And while anyone looking for a Romanian Godfather (“Leave the gun, take the gogo?i.”) might be disappointed, true fans will thrill to the customary Coppola visual opera — quotidian scenes lifted to the sublime through framing and lighting; high-level acting, especially from Tim Roth as Dominic Matei, an aging professor of linguistics rejuvenated by a lightning strike; and virtuosic direction of complex shots and sequences — all exquisitely integrated with orchestration and sound.
After decades of work-for-hire directorial efforts for studios to pay off debt accumulated from the demise of his ambitious Zoetrope studios, Coppola has found a way to make a film in his own style and of his choosing.

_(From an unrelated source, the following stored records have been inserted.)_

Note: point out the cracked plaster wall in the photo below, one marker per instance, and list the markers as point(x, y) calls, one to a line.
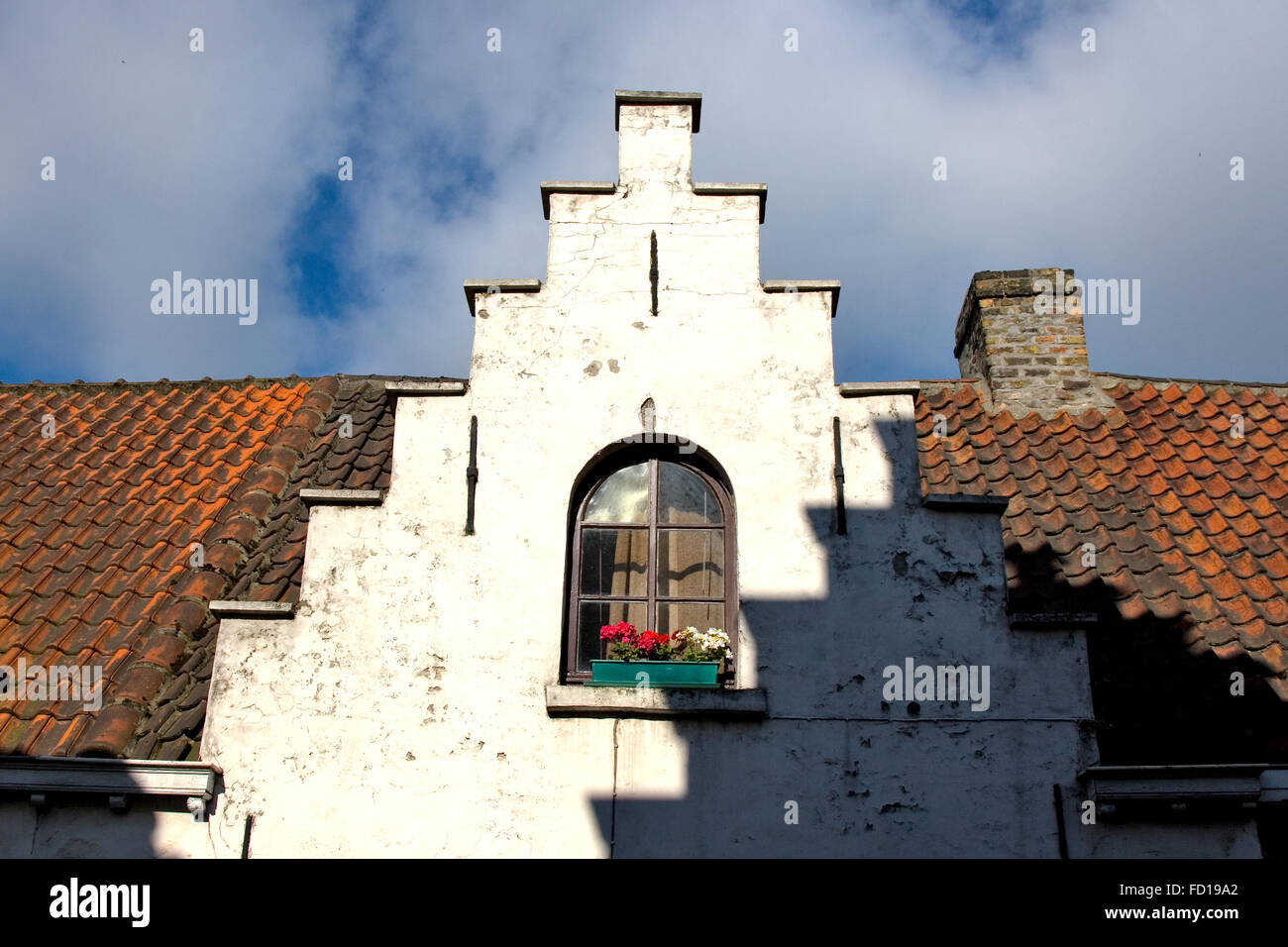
point(402, 712)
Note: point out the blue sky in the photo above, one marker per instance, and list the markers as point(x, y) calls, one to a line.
point(223, 163)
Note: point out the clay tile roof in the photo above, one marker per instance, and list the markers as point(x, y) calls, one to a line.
point(104, 489)
point(1188, 519)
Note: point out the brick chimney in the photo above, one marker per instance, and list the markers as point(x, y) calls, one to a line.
point(655, 144)
point(1029, 351)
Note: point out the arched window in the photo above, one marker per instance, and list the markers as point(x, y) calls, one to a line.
point(652, 544)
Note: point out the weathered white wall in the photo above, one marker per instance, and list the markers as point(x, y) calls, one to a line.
point(402, 710)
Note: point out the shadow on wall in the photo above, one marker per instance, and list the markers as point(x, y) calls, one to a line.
point(881, 780)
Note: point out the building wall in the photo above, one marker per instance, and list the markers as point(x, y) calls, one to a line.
point(402, 710)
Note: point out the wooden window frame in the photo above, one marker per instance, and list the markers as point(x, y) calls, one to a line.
point(590, 483)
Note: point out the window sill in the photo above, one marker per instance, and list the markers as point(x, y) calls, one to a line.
point(574, 699)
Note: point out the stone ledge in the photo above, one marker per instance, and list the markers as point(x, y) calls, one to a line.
point(347, 497)
point(977, 502)
point(421, 389)
point(227, 608)
point(574, 187)
point(574, 699)
point(832, 286)
point(857, 389)
point(1241, 783)
point(760, 191)
point(476, 286)
point(631, 97)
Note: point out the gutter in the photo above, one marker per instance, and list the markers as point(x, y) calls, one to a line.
point(111, 779)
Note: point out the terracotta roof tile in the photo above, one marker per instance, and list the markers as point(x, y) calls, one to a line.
point(99, 523)
point(1190, 521)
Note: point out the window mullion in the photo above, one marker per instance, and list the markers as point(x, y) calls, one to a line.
point(651, 612)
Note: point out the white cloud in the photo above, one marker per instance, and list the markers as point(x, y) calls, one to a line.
point(1115, 163)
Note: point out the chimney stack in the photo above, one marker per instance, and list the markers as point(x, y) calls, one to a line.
point(655, 144)
point(1024, 338)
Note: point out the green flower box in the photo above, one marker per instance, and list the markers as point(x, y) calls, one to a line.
point(660, 674)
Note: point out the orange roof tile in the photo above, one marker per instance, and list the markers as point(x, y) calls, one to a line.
point(1194, 517)
point(101, 522)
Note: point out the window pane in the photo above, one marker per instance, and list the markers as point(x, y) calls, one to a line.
point(691, 562)
point(621, 499)
point(592, 616)
point(671, 616)
point(614, 562)
point(684, 499)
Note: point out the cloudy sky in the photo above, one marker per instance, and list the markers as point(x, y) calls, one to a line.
point(224, 163)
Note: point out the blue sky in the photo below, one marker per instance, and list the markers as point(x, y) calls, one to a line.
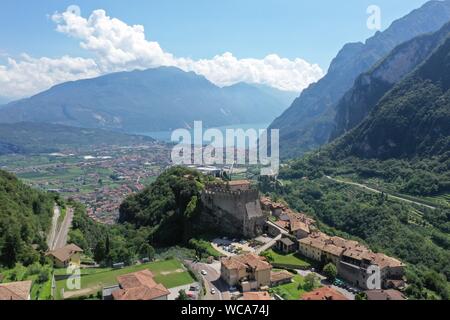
point(200, 29)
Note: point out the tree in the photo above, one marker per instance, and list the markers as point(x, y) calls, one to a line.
point(330, 271)
point(182, 295)
point(147, 251)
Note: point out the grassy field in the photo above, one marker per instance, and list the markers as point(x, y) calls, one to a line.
point(291, 291)
point(170, 273)
point(292, 260)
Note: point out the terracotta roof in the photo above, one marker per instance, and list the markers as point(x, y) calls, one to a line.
point(247, 260)
point(282, 224)
point(15, 290)
point(385, 295)
point(139, 286)
point(256, 296)
point(324, 293)
point(65, 253)
point(280, 276)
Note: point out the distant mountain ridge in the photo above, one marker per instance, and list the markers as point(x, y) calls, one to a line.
point(412, 120)
point(371, 86)
point(158, 99)
point(308, 123)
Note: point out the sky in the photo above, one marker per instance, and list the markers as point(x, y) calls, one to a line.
point(286, 44)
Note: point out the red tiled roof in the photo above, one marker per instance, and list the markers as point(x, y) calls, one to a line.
point(256, 296)
point(247, 260)
point(385, 295)
point(65, 253)
point(139, 286)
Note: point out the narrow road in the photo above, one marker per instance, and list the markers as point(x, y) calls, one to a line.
point(61, 238)
point(378, 191)
point(212, 280)
point(52, 234)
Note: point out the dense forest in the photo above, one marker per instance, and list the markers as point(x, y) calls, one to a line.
point(25, 217)
point(416, 235)
point(168, 207)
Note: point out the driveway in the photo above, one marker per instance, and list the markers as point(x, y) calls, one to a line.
point(52, 235)
point(362, 186)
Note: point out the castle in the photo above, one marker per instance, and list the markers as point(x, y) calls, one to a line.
point(234, 207)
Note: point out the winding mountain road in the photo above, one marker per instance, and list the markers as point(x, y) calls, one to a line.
point(362, 186)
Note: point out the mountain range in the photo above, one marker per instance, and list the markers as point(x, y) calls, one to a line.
point(413, 119)
point(159, 99)
point(309, 122)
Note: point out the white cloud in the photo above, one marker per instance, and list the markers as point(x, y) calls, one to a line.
point(117, 46)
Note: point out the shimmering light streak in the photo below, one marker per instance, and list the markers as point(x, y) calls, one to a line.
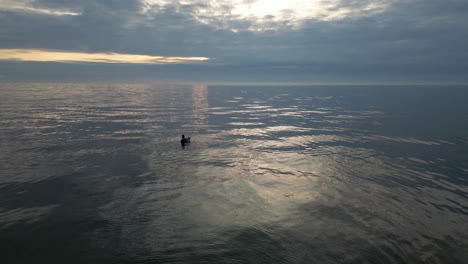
point(67, 56)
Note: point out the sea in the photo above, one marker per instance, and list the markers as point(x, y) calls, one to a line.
point(96, 173)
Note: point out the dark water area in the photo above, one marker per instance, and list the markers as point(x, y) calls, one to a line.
point(95, 173)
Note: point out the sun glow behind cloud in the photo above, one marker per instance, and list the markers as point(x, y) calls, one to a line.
point(81, 57)
point(267, 14)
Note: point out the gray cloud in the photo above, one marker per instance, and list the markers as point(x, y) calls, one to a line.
point(409, 38)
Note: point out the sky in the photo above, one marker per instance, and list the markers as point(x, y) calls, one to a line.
point(238, 41)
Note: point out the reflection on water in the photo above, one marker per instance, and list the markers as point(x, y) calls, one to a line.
point(96, 173)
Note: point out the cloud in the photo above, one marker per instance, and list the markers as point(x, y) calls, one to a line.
point(28, 6)
point(77, 57)
point(261, 15)
point(302, 38)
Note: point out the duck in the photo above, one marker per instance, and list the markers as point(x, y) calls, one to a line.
point(185, 140)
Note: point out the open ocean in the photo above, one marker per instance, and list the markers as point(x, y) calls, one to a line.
point(95, 173)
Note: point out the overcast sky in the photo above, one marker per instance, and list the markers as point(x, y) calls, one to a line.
point(301, 41)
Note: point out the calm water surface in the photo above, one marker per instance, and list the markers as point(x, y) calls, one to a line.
point(95, 173)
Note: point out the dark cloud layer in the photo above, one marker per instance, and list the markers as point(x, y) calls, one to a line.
point(411, 40)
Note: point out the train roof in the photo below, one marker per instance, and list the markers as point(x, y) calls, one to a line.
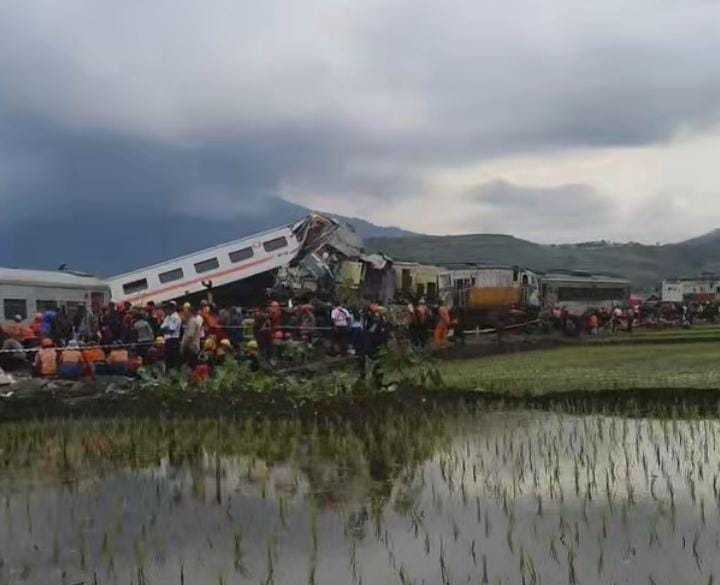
point(205, 251)
point(582, 276)
point(60, 278)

He was introduced to the works of Eliade by his childhood friend Wendy Doniger, a religious studies professor at the University of Chicago. After his long-planned film project Megalopolis, about a new utopia in a near-future New York, was undermined by the real world events of 9/11, Coppola shifted his interest to Eliade’s novella. Says Coppola: “I suddenly thought: ‘I can make this into a movie. I won’t tell anyone. I’ll just start doing it.’”
Coppola admits that like the lead character Dominic, he was stumped by his inability to complete his next important work. “At 66, I was frustrated,” he says. “I hadn’t made a film in eight years. My businesses were thriving, but my creative life was unfulfilled.”